MichaC
MichaC

Reputation: 2844

Event Invocators in C#

When I implement an event in Visual Studio, Resharper is kind enough to offer to create an event invocator for me. I usually did this by hand in the past, and my invocators always looked like this

    private void InvokePropertyChanged(PropertyChangedEventArgs e)
    {
        if (PropertyChanged != null)
        {
            PropertyChanged(this, e);
        }
    }

but the invocator created by Resharper looks like this (cleaned up a little by hand)
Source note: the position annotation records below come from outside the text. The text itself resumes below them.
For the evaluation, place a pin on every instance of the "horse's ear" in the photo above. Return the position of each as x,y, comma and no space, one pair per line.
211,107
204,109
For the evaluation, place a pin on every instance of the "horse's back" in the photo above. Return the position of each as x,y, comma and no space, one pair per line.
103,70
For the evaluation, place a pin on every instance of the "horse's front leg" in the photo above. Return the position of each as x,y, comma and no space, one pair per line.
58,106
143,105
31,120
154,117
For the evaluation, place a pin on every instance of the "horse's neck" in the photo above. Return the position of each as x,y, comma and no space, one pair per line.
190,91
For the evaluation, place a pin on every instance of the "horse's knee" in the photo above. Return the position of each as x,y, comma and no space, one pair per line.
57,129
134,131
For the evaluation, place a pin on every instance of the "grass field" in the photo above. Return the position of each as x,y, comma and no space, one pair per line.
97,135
    private void InvokePropertyChanged(PropertyChangedEventArgs e)
    {
        PropertyChangedEventHandler changed = PropertyChanged;

        if (changed != null)
        {
            changed(this, e);
        }
    }

Do the people at jetbrains know something about c# I don't? Is there some technical advantage to having the local variable, or is it just an artifact of them having to auto-generate the code?

Upvotes: 6

Views: 1801

Answers (3)

Reed Copsey
Reed Copsey

Reputation: 564641

This is only an issue for multithreading. This protects you in a multithreaded environment.

For example, take this scenario:

if (PropertyChanged != null) // PropertyChanged has one subscriber here
{

Now, a second thread unsubscribes here, modifying the event handler....

    PropertyChanged(this, e); // This is no longer valid!
}

Upvotes: 2

Brian Genisio
Brian Genisio

Reputation: 48147

I think John Saunders probably has the best answer.

For the record, I don't even write "Invocators" anymore. I have extension methods that do it for me, and I just call PropertyChanged.Fire(this, "propName");

See this article for more info.

Upvotes: 5

John Saunders
John Saunders

Reputation: 161791

Yes. They know that the number of subscribers to an event can change between the "if" and the call to the event handler. They capture it in a local, where it doesn't change any more.